Neyse ikinci çocuğun kolay gelmesinin sebeplerinden biri de büyüdüklerinde bunların biteceğini (yerine yenilerinin başlayacağını) bilmek. Fiziksel yorgunluğa dayanabiliyorum da eşimle beraber yaptığımız hiçbir şeyi yapamıyoruz artık ona bir çare bulamıyorum. Sinema, konser gibi aktivitelerimiz zaten birinci de bitmişti, arada cumartesileri gündüz oğlanı bakıcısına bırakıp motora binerdik veya birlikte bir yerlere giderdik, artık o da yok. Ah ne babaanne ne de anneanne bu şehirde yaşıyor, yoksa birini birine diğerini ötekine satıp şöyle motora binip sırf gitmek için gidesim var. Geçenlerde konuşuyorduk, bana hatırlaması bile tatil gibi geldi, çocuklardan önce neler yapıyorduk biz KOSKOCA 2 GÜNLÜK hafta sonuyla? Hafta içi akşamlarını zaten saymıyorum. Keşke daha çok şey yapsaymışız, keşke Paris’e evlendiğimiz ilk sene gitseymişiz, keşke ben motor ehliyetini daha önce alsaymışım, keşke festivalde daha çok film görseymişiz. Oğlan iki yaşından küçüktü galiba hatırlamıyorum, Morrisey gelmişti, bırakıp da gidemem diye biletler nerede kaçaymış ona bile bakmamıştım. Keşke bakıcısını çağırıp o konsere de gitseymişiz… Ne olacakmış yani bir gece de öyle uyusaymış. Aman zaten artık gözüm konser, film, kitap mitap görmüyor, hayatımı görev ifasına çevirdiğimden beri hiçbir şeyden zevk almaz oldum. Her faaliyet benim için “nasıl organize olunacak ve olası sonuçlarıyla baş edilecek” konusundan ibaret, enerjim yok. Yapmasan ölmem ya mantığıyla 34. yaşımı da böyle geçiriyorum.


Hayat hep bu kadar kasvetli değil aslında. Hazır ben doğum iznindeyken yazı yazlıkta anneanneyle geçirmeye karar verdik. Oğlan yaz okulu havuzlarına gireceğine mis gibi denizde oynasın bizim çocukluğumuzdaki o uzun sorumsuz şahane yaz tatilleri gibi. Okul kapanınca evde ikisiyle birden deli çıkmaktan korkmam da ikinci sebep.
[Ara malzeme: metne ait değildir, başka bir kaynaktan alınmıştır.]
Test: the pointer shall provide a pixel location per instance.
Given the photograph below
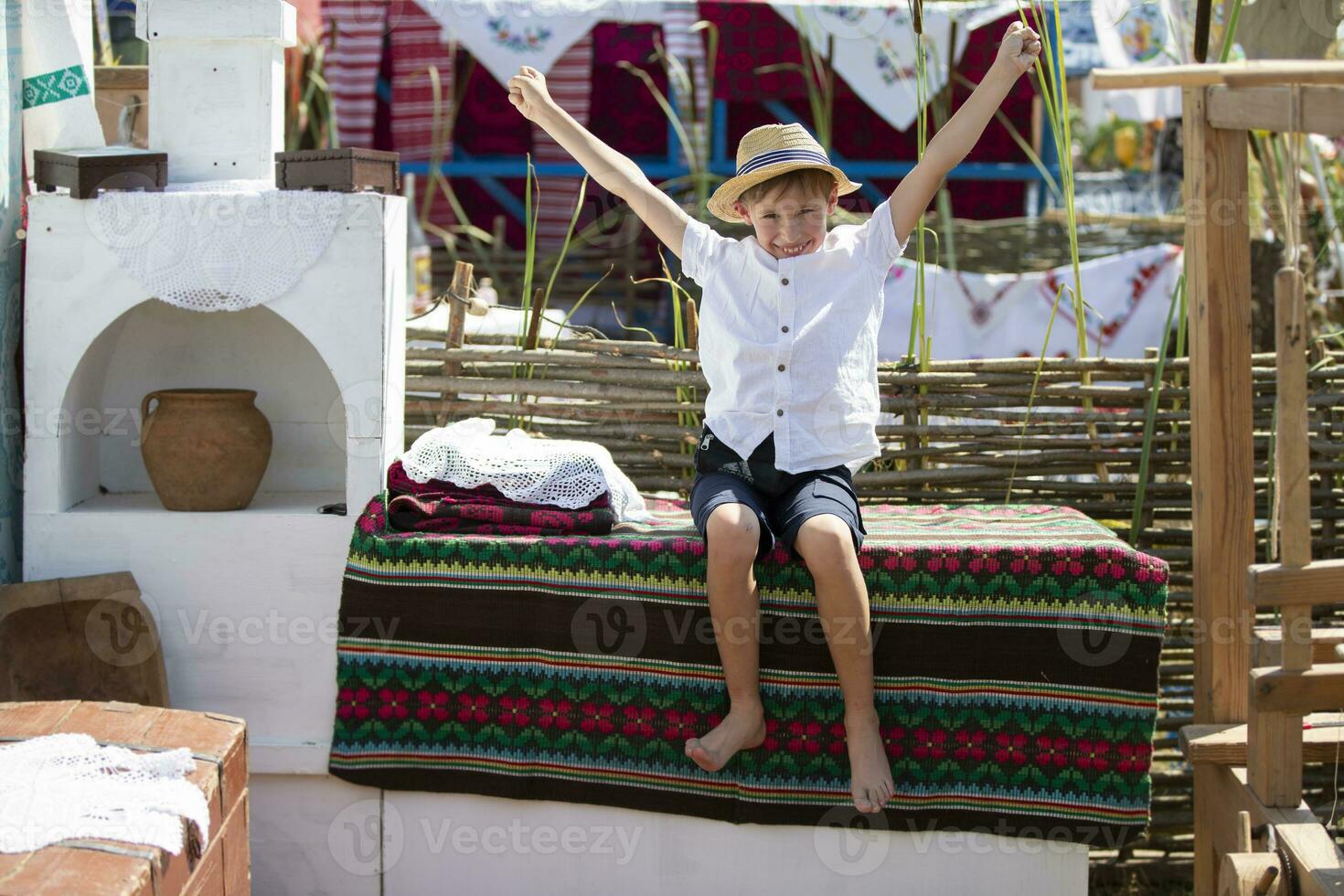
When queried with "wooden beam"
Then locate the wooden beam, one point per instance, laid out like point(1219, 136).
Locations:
point(122, 78)
point(1275, 755)
point(1226, 744)
point(1266, 649)
point(1318, 111)
point(1273, 584)
point(1258, 71)
point(1298, 690)
point(1309, 847)
point(1218, 283)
Biraz da kızımdan haberler. Acayip sesler çıkarıyor, konuşmaya pek hevesli, gülücükler atıyor, kucakta gezdirilirken arkaya bakmaya tahammülü yok, mutlaka öne doğru bakacak, oturmaya çalışıyor, dönmesine az kaldı, çalışmalara devam. Hala bizim odada beşiğinde yatıyor, abisiyle aynı odada yatacaklar ama ne zaman oraya geçirebilirim bilmiyorum. Hangisi hangisini uyandırır, kaş yapayım derken göz mü çıkartacağım, ama bu ufaklık da hep bizim yanımızda mı yatacak, nasıl alışacak kendi başına uyumaya, vs gibi sorularım var…Öte yandan bebekken doyasıya kucağımda tutayım, yanımda yatsın, kucakta taşıyayım istiyorum. Şipşak büyüyorlar işte. Belki yaz sonu, bakalım.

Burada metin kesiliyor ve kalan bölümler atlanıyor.